Truly amazing dinner I must say; it's a treat for the senses.
And there's another thing about Le Papillon that I love - their ambience and decor:
Check out the painted walls. It's so dreamy and idyllic I think. If only I had walls like that in my room!
This was an evening I enjoyed immensely and it did help that my table had some really fun and friendly people, most of whom I met for the first time - people like Denise of Hungry Hostelite and Ben of JiaLard. It was also lovely to hear Linda's interesting culinary experiences at her workplace and culinary school.
But wait, I haven't revealed the best part of the evening! That has got to be my 'windfall'. There was a lucky draw with sponsored prizes and I won myself a really cool Santoku knife.

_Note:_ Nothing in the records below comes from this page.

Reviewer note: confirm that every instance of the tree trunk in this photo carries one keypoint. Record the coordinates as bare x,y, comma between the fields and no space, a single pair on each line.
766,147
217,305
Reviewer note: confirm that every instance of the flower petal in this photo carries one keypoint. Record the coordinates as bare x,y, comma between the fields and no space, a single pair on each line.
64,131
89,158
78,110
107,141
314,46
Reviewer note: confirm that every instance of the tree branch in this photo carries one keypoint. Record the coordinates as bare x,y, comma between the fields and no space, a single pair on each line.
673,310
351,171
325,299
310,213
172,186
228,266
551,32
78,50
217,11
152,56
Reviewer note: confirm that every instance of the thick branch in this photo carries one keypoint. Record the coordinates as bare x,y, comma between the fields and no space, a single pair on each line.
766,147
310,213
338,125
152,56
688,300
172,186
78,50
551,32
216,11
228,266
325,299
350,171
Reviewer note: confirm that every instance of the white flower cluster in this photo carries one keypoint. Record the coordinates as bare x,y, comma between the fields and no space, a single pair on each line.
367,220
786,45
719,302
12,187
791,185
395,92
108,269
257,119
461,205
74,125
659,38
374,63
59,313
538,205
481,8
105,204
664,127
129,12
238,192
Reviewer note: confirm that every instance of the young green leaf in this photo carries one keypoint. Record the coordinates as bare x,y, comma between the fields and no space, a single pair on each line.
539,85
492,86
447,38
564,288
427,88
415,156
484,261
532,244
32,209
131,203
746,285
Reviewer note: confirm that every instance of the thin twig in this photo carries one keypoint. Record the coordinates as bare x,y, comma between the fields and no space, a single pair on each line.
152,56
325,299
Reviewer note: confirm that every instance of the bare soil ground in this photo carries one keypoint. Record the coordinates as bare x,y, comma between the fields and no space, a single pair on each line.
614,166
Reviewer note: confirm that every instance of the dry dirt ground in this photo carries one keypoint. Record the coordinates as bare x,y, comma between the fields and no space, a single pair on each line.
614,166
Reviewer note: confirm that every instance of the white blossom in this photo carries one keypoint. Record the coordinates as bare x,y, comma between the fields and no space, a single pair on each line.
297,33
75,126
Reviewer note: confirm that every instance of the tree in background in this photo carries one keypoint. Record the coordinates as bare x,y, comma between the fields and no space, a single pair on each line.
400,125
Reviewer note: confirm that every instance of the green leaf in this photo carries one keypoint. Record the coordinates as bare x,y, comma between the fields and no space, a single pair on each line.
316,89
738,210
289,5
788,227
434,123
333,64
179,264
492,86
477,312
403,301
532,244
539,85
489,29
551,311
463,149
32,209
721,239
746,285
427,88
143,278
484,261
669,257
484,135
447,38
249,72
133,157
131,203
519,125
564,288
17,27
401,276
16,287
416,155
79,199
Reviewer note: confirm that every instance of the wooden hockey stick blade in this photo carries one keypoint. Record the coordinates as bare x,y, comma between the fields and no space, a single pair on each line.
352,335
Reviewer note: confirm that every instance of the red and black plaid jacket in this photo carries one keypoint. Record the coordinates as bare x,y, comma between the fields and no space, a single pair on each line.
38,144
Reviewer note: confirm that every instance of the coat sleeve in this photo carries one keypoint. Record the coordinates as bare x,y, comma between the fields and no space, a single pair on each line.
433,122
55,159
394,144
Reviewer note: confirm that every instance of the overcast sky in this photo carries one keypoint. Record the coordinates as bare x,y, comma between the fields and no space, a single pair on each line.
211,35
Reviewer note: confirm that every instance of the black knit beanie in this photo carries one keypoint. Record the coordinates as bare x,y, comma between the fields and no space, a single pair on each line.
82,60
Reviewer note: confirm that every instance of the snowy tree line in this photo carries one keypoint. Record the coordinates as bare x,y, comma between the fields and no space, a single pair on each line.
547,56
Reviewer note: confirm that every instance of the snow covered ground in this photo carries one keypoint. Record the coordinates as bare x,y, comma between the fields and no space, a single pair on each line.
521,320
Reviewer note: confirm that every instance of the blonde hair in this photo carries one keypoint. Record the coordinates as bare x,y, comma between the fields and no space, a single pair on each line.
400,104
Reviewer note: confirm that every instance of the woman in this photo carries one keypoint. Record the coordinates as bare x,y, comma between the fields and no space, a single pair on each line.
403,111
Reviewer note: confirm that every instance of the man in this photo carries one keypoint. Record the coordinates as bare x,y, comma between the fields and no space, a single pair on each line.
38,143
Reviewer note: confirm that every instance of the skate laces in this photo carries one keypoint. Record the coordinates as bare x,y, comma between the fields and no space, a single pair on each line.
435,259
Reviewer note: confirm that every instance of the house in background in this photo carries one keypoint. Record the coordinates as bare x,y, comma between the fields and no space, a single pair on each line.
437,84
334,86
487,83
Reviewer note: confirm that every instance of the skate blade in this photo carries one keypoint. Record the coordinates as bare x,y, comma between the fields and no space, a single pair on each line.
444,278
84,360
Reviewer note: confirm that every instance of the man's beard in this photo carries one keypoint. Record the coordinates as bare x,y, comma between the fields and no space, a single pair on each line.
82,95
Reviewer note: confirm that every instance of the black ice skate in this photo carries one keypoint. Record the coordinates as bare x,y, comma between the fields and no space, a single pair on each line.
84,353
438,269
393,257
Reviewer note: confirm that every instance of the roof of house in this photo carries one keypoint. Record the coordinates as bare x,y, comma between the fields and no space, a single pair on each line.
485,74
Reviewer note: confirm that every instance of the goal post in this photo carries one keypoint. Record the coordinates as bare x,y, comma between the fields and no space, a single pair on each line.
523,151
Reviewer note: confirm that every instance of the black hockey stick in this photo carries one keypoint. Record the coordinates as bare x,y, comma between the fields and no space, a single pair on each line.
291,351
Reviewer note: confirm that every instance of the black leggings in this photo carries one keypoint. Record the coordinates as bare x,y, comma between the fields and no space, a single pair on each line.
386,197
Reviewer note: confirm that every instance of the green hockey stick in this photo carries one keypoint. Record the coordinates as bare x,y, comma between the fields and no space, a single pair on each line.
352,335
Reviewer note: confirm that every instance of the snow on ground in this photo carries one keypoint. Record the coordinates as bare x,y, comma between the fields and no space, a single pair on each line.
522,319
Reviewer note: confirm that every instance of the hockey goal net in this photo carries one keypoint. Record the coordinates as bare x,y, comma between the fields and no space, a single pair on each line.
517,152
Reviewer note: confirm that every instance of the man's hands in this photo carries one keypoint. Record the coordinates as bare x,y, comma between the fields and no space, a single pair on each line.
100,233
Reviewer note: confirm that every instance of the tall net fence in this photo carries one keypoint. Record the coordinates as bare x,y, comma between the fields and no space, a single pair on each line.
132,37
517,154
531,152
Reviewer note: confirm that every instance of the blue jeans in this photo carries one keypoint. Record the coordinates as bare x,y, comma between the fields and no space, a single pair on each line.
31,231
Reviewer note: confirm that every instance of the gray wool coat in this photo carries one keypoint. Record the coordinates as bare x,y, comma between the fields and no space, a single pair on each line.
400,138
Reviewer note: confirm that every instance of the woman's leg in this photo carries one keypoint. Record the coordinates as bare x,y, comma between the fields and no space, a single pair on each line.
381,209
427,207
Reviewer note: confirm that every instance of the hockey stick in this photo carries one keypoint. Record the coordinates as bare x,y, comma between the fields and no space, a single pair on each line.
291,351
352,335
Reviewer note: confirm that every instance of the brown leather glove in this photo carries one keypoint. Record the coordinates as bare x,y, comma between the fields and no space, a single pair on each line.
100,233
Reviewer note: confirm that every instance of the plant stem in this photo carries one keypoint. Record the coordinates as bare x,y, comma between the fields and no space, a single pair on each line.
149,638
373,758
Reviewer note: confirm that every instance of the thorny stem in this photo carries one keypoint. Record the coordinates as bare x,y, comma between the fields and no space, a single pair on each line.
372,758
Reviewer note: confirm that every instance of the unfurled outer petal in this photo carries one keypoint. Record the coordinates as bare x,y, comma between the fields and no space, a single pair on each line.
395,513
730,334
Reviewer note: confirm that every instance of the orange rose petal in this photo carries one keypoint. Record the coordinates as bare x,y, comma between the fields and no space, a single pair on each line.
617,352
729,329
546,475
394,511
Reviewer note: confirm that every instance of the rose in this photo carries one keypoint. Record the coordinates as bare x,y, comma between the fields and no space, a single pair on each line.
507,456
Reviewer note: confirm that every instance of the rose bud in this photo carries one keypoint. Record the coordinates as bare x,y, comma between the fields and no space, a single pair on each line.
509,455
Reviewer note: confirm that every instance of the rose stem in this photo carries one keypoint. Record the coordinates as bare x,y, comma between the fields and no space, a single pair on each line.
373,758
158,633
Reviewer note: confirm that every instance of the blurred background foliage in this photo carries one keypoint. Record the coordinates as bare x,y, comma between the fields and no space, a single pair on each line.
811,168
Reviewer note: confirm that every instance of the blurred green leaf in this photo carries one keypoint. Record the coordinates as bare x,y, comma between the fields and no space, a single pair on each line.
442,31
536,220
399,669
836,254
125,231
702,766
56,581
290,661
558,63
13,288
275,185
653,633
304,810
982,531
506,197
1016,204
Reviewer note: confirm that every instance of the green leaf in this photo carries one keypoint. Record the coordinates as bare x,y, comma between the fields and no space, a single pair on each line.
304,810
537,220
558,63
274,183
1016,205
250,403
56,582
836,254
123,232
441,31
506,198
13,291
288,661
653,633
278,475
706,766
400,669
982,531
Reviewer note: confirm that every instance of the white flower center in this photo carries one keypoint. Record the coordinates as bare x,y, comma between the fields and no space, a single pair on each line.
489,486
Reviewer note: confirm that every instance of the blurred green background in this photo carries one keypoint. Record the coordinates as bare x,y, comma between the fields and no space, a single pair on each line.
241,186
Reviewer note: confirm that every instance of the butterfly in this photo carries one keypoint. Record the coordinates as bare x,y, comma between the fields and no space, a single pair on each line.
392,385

They didn't give me much information about the knife but here's what I copied off the net:
"Kitchen knife maker "SANETU" has produced Santoku knife using this great steel and Cocobolo Wood Handle. The ZDP 189 was newly developed by Hitachi for the ultimte professional use knives. It is made of super fine powdered steel alloy with high carbon (3.00) and high chromium (20.00) at HRC 64 to 66. This is the next generation steel excellent for edge retention, durability and it's also rust proof. The knife weighs 160g and has a blad thickness of 2mm."
Here's the knife!
So there you have it, my summary of the evening. Do check out the rest of the foodblogs for more pictures and their take on the dinner.